至為關鍵的問題,我想不會是uber是不是正派經營善男信女(顯然不是),或是以「共享經濟」為外衣的科技運輸模式有甚麼風險,而是當新技術與舊結構產生牴觸的時候,必然面對的難題。

一旦我們傾向於同情計程車司機--基於一種弱勢關懷的立場,我們就可以把計程車產業所存在的一些問題,車況的維護、服務的品質、計價的彈性......通通作為關懷社會所必然付出的成本,並且把不願意支付成本的人歸類到「假左真中產的傲慢品味」(或許有時確實如此)。這種想法固然可以成為計程車司機的後盾,挽救了一些家庭生計的破損,卻無法扭轉中產階級以上的消費調性:安靜、迅速、明確、乾淨、可回饋性。

最根本的事實在於,作為一種專業,計程車運輸的門檻在導航系統個人化之後,已經降到太低了。當每個駕駛有個手機架、有隻智慧型手機,就可以因應絕大部分的市區路線時,專業的門檻就被瓦解。能夠保障他們的理由,剩下對基層生計者的關心與包容。
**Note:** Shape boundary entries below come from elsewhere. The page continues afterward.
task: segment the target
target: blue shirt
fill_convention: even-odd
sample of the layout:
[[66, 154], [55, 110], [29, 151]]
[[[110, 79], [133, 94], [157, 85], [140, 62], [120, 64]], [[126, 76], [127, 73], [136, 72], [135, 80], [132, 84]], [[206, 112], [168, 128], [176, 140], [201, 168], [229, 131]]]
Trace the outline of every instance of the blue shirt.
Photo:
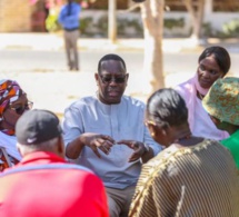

uber對法規的蔑視與挑釁態度,是這家公司的事情,不是科技運輸模式的本質:或許存在著另一間公司,有著uber的技術,卻以柔軟與公益精神的方式運營,但即使這樣的公司在未來興起,與計程車業利益衝突的問題不會改變。

我想,不只是對計程車業,在技術革新與生活型態改變中,許許多多的產業門檻下降、市場萎縮、轉行不易。面對這樣的趨勢,保護只是一時,革新補助甚至是轉業輔導機制,才是根本之道。在政府建立這一套新舊產業更替的輔佐機制之前,坐視uber的退場,不只是選票的考量,背後的判斷是符合公義的。

我希望一個人人都能在工作中獲得尊嚴的世界,即使這可能只是烏托邦的幻想。如果有一個產業必須仰賴他人的同情才能存續,這無可奈何,卻不是長久之計。我希望各行各業的工作者,都能獲得技術與服務的市場肯定,如果現今沒辦法做到,那就是我們的政府做得不夠。

uber死不足惜。但五年十年之後,計程車業如果還能存續,應該抱著榮譽而生,與乘客的信賴與情感回憶緊密相倚。保障弱勢不是為了延續弱勢,而是留給產業轉型充足的空間與資源,讓他們轉生茁壯起來。